Part of the problem is the lingering suspicion that the little cube is for children.

This perception is not helped by a wealth of first party titles from Nintendo that, while excellent, are aimed at the younger end of the gaming age spectrum.

Metroid Prime
When is an FPS not an FPS?
So hopes are high for Metroid Prime, particularly as Nintendo itself now recognises it needs to pitch the machine at an older audience.

On first impressions, the game comes across as a first person shooter (FPS) in the mould of Halo on the Xbox, or Red Faction on the PlayStation 2.

A futuristic adventure, your character looks out on the ruins of a crashed spaceship with a familiar-looking weapon for company.

Graphically, the game is a treat and is easily the best-looking title on the GameCube.

But the controls are counter-intuitive and take some time to get to grips with, especially having to switch between visors, which dictate whether you are scanning objects or shooting at them.

Click, click, bang

On occasion it really inhibits a sense of interaction with the world.
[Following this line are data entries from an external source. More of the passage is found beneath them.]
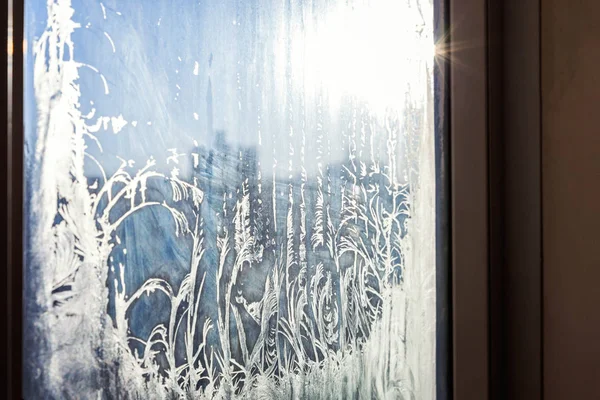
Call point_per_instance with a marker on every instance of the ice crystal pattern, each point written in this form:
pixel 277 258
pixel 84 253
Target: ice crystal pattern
pixel 302 261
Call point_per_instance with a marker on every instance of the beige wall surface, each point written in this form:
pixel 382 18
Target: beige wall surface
pixel 570 62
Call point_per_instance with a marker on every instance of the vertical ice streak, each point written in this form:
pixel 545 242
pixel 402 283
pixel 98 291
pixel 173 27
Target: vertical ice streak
pixel 163 272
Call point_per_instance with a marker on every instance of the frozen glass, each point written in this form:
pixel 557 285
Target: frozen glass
pixel 230 199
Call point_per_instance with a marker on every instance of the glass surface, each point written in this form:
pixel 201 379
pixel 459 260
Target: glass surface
pixel 230 199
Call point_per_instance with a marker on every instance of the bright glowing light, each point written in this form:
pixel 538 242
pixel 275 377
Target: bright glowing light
pixel 373 52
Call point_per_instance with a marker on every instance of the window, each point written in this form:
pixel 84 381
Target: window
pixel 232 199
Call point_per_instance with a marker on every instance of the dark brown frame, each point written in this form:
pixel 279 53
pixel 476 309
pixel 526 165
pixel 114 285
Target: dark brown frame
pixel 490 156
pixel 495 180
pixel 11 201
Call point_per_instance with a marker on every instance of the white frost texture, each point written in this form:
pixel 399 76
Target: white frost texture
pixel 271 235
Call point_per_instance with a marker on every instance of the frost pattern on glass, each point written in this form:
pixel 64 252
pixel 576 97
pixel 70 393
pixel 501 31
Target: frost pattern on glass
pixel 230 199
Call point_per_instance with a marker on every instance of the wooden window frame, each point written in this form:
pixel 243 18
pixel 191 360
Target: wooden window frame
pixel 488 190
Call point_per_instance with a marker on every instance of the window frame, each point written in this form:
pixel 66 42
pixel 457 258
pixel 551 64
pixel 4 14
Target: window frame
pixel 489 263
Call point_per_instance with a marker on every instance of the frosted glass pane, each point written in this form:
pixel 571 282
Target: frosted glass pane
pixel 230 199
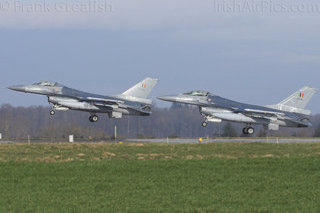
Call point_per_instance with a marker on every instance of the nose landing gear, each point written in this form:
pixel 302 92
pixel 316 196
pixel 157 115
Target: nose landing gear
pixel 248 131
pixel 93 118
pixel 204 124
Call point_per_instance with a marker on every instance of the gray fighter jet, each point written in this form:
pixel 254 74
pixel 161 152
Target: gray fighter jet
pixel 132 102
pixel 290 112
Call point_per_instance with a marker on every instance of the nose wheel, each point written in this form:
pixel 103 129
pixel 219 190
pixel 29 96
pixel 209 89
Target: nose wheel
pixel 93 118
pixel 248 131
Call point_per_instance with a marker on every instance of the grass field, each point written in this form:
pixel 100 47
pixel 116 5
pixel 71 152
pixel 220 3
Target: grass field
pixel 142 177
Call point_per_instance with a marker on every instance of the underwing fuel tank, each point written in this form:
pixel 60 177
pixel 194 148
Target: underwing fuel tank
pixel 227 115
pixel 72 103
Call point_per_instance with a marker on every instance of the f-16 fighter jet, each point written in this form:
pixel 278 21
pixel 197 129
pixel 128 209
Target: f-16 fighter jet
pixel 290 112
pixel 132 102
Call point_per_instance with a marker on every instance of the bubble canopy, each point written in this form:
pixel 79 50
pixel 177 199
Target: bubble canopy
pixel 198 93
pixel 47 84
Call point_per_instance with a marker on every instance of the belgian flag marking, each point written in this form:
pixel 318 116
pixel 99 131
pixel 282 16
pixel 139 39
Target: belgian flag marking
pixel 301 94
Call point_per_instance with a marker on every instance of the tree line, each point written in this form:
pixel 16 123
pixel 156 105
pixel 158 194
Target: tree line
pixel 18 123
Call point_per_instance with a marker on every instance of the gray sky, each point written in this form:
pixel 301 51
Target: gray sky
pixel 252 51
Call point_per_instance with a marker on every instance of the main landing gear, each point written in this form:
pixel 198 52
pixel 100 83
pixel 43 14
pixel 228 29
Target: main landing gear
pixel 248 131
pixel 93 118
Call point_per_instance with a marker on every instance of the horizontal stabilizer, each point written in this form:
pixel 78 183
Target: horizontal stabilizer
pixel 297 102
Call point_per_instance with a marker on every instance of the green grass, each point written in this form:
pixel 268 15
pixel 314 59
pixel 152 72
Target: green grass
pixel 226 177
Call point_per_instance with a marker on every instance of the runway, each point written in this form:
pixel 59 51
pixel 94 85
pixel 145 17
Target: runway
pixel 222 140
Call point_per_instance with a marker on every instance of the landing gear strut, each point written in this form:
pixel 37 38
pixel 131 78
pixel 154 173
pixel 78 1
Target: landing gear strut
pixel 93 118
pixel 248 131
pixel 204 124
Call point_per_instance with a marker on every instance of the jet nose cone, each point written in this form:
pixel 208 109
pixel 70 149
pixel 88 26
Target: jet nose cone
pixel 19 88
pixel 170 98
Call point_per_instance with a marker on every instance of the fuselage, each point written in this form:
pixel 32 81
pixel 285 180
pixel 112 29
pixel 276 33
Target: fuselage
pixel 65 98
pixel 215 109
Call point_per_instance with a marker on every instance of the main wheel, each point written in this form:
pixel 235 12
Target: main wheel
pixel 245 131
pixel 93 118
pixel 250 131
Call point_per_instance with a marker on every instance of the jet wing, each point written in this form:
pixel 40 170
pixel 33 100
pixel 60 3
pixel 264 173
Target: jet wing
pixel 255 113
pixel 102 101
pixel 146 109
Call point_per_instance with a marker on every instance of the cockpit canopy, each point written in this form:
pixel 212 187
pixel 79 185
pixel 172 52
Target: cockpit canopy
pixel 47 84
pixel 197 93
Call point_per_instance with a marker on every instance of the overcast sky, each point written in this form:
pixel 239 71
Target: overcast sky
pixel 252 51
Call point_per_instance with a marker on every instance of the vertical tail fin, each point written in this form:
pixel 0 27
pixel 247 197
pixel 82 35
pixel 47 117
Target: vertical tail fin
pixel 297 102
pixel 142 89
pixel 299 99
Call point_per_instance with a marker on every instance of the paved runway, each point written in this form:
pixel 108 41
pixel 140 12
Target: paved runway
pixel 246 140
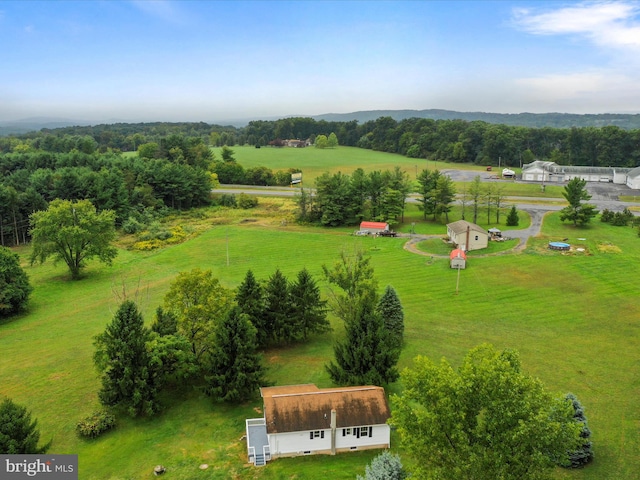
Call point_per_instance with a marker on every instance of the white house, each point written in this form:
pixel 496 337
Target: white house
pixel 633 178
pixel 467 236
pixel 540 171
pixel 373 227
pixel 307 420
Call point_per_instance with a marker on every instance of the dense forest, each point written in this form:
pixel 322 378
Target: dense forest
pixel 457 141
pixel 174 166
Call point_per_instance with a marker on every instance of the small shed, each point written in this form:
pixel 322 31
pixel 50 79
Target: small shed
pixel 458 259
pixel 374 227
pixel 495 233
pixel 633 178
pixel 467 236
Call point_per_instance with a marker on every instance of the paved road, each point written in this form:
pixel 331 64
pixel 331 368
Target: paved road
pixel 604 195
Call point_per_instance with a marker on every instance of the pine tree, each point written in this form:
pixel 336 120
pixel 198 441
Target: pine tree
pixel 123 359
pixel 236 370
pixel 14 283
pixel 584 454
pixel 390 309
pixel 18 434
pixel 278 320
pixel 309 310
pixel 513 219
pixel 250 299
pixel 366 357
pixel 579 213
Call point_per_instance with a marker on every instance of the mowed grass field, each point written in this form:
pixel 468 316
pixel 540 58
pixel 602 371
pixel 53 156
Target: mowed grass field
pixel 313 162
pixel 574 318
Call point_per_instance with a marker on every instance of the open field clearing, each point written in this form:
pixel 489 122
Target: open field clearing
pixel 575 318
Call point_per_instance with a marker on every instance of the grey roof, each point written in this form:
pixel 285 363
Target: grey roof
pixel 461 226
pixel 538 164
pixel 633 173
pixel 302 408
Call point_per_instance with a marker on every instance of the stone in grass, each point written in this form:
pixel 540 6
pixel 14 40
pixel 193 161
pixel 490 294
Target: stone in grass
pixel 159 470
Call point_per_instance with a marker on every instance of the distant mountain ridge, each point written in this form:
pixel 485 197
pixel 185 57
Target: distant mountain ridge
pixel 627 121
pixel 555 120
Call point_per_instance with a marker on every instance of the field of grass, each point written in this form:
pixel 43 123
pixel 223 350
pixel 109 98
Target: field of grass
pixel 574 318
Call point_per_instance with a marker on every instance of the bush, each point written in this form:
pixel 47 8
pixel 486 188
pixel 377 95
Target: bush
pixel 96 424
pixel 131 225
pixel 606 216
pixel 245 201
pixel 227 200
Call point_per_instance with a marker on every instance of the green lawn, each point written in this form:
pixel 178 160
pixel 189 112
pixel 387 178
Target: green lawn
pixel 575 318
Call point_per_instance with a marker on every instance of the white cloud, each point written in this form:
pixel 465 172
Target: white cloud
pixel 607 24
pixel 598 89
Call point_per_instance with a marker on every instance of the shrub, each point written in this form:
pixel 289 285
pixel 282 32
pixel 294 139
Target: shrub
pixel 96 424
pixel 227 200
pixel 606 216
pixel 245 201
pixel 131 225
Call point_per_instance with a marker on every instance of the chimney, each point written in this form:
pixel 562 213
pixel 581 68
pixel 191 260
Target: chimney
pixel 333 431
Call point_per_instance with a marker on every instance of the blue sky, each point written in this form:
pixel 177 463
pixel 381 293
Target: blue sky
pixel 157 60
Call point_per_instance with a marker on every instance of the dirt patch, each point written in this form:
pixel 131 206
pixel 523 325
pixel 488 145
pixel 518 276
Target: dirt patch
pixel 608 248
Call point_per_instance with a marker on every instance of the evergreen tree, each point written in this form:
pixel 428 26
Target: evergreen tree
pixel 14 284
pixel 385 466
pixel 236 371
pixel 366 357
pixel 584 454
pixel 353 274
pixel 122 358
pixel 579 213
pixel 278 309
pixel 250 299
pixel 513 219
pixel 309 310
pixel 390 309
pixel 18 434
pixel 444 195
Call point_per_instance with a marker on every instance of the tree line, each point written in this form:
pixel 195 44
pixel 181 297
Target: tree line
pixel 453 140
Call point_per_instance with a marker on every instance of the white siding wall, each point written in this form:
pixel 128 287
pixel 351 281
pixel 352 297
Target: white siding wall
pixel 297 443
pixel 381 435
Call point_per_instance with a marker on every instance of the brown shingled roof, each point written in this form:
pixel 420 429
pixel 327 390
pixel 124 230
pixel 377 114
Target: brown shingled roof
pixel 306 407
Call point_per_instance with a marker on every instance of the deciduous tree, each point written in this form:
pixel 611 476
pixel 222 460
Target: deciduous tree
pixel 72 231
pixel 487 419
pixel 199 302
pixel 385 466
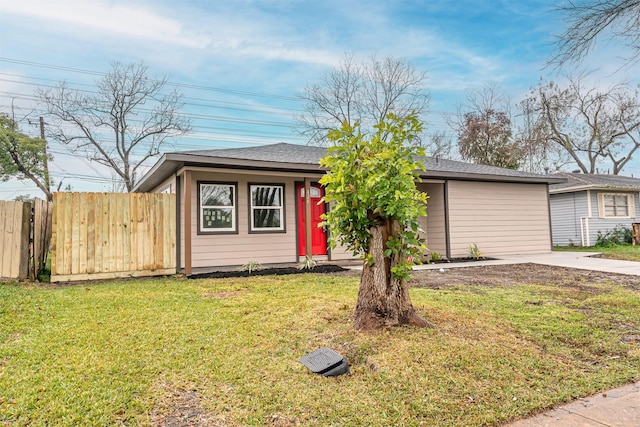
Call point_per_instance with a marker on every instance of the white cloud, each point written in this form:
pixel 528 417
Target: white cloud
pixel 107 17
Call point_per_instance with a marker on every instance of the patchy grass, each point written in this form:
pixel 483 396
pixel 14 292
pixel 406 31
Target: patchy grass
pixel 621 252
pixel 224 352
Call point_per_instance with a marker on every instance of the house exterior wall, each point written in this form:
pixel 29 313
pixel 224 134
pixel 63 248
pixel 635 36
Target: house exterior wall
pixel 567 209
pixel 211 250
pixel 500 218
pixel 578 220
pixel 603 225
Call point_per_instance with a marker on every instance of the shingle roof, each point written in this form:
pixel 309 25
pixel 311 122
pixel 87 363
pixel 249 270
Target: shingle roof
pixel 281 152
pixel 304 158
pixel 583 181
pixel 305 154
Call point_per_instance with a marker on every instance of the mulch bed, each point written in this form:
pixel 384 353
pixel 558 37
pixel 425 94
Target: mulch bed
pixel 325 268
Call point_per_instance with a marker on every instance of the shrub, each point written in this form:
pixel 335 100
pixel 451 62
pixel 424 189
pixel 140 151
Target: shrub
pixel 474 252
pixel 618 235
pixel 251 266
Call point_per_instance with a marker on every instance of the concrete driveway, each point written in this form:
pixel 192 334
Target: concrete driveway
pixel 582 260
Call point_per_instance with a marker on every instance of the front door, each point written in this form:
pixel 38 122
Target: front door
pixel 318 235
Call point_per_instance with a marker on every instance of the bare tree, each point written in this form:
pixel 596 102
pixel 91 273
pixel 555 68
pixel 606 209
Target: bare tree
pixel 539 153
pixel 361 93
pixel 120 125
pixel 587 21
pixel 440 144
pixel 484 128
pixel 594 127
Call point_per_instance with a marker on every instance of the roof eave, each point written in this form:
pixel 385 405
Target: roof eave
pixel 575 189
pixel 170 163
pixel 467 176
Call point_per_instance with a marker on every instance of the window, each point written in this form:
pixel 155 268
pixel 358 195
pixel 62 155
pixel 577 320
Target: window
pixel 266 207
pixel 217 207
pixel 616 205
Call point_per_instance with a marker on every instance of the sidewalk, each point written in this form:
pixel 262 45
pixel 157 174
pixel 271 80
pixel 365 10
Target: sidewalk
pixel 619 407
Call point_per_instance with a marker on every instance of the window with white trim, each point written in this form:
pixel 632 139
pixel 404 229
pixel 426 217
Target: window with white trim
pixel 217 207
pixel 616 205
pixel 266 207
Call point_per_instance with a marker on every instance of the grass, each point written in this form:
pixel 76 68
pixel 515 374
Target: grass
pixel 621 252
pixel 125 352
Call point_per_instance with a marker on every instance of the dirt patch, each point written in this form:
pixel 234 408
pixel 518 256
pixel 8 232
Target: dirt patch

The combat too falls short, with targets locked onto automatically. It just becomes a case of click, click, click, explosion. But Metroid is not designed to be a FPS.

Metroid Prime
Combat is very simplistic
If anything, the game is one of exploration. You must scan your environment, looking for clues and ways to access new levels.

The puzzles, however, are pretty basic and there is little incentive to keep moving forward, other than to be given a fresh new graphical treat.

The key problem is that the game falls between two stools.

FPS fans will recoil at the simplistic and unrewarding targeting system and the reliance on scanning endless numbers of objects, while platform fans may find the first person viewpoint unfamiliar and awkward.

And that is a pity, because the energy and creativity put into the game is tremendous and there is a great amount of depth.

But you will only discover that depth if you have the tenacity to find it and I was greatly put off.

Sometimes re-writing the rules of a genre pays off, and sometimes it does not.

Metroid Prime came close to the former but ultimately achievers the latter.

Metroid Prime is out now in the UK for Nintendo GameCube.